Keats’s season of mists and mellow fruitfulness.
It is a season of abundance.
Around the winter fires, the wise will proffer Shakespearean wisdom; fair is foul, foul is fair.
Indeed all is not what it seems.
Election season is with us and history has a knack of repeating itself.
There has been an unmistaken outpouring of philanthropic spirit.
Village funerals are a particularly favoured arena.
The leading pack ahead of upcoming primary elections distinguishes themselves through generously donating for the benefit of a pliable gathering.
I am always favoured with detailed briefings on the goings on each time I am in the village.
At the rate at which things are happening, one can only plead with the Almighty for a slowdown in the death rate, otherwise the leading young man will choke.

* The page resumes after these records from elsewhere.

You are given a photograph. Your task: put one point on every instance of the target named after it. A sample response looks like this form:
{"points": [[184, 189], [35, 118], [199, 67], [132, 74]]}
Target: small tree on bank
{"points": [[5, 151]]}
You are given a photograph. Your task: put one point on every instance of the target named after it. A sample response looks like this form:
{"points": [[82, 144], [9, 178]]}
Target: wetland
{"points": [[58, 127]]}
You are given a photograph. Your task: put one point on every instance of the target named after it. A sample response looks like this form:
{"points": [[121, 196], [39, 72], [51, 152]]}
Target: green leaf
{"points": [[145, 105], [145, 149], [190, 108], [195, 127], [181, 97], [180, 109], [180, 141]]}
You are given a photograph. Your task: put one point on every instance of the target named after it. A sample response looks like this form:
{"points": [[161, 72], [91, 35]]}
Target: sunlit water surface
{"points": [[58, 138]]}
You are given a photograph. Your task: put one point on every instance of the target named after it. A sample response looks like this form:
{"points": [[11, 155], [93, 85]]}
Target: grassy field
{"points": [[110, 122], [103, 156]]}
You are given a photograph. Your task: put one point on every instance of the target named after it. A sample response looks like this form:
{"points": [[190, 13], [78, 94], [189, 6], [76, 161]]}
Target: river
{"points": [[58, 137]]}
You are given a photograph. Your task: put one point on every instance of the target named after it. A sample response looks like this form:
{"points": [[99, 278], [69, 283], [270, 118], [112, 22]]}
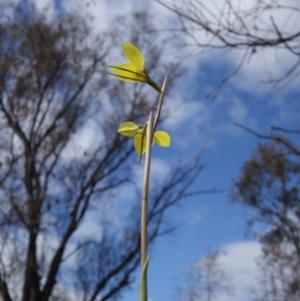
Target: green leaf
{"points": [[128, 129]]}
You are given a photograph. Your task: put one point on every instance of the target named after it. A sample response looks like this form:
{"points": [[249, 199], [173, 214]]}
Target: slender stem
{"points": [[145, 192], [160, 102]]}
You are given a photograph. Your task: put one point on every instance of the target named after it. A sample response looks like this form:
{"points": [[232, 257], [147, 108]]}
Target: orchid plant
{"points": [[144, 137]]}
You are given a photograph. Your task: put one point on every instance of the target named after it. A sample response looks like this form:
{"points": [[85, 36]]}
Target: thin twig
{"points": [[160, 102], [145, 192]]}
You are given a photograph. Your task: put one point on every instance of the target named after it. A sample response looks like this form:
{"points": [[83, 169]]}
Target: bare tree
{"points": [[269, 185], [206, 279], [248, 26], [53, 87]]}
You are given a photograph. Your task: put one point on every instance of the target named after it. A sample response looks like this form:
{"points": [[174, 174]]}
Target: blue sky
{"points": [[206, 222]]}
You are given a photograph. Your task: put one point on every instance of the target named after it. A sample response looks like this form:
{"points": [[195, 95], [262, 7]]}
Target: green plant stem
{"points": [[145, 193], [160, 102]]}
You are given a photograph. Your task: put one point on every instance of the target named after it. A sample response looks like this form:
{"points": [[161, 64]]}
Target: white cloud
{"points": [[240, 260]]}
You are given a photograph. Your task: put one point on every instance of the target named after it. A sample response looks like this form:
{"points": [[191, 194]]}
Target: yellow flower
{"points": [[133, 71], [130, 129]]}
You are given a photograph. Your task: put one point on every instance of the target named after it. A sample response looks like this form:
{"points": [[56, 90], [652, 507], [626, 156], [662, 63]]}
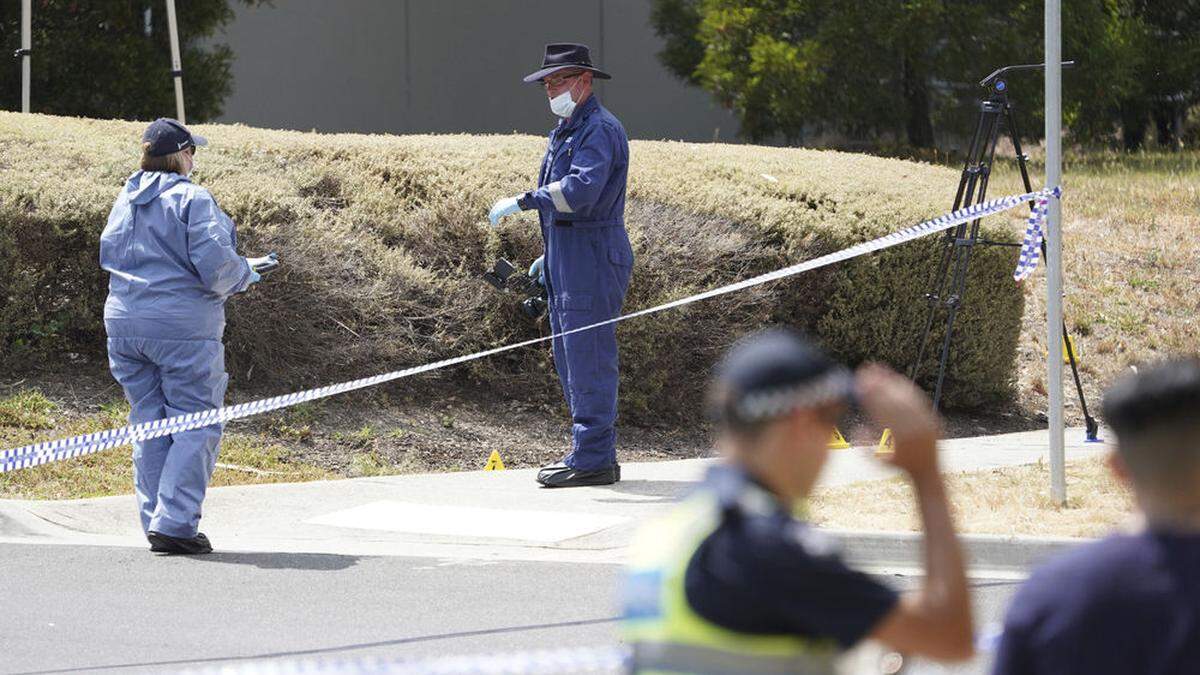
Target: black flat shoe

Recently revived development associations mushrooming at school, constituency and district levels have not made it any better for the main protagonists.
Not only should the protagonists be seen to be generous in their support for the various initiatives, but must play the lead donor role.
For here we preach self-reliance and our main donors are non-other than our MPs or prospective MPs.
And at every turn they must remind us of the beasts they have donated at national events, the buildings they have roofed, the orphans whose fees they have paid and the funerals they have sponsored.
In village parlance they are ‘donor redu’.
The current stampede is a replay of 2012-3 election season. Then there was unprecedented overflowing of opaque beer as imbibers struggled to cope with the abundant supply.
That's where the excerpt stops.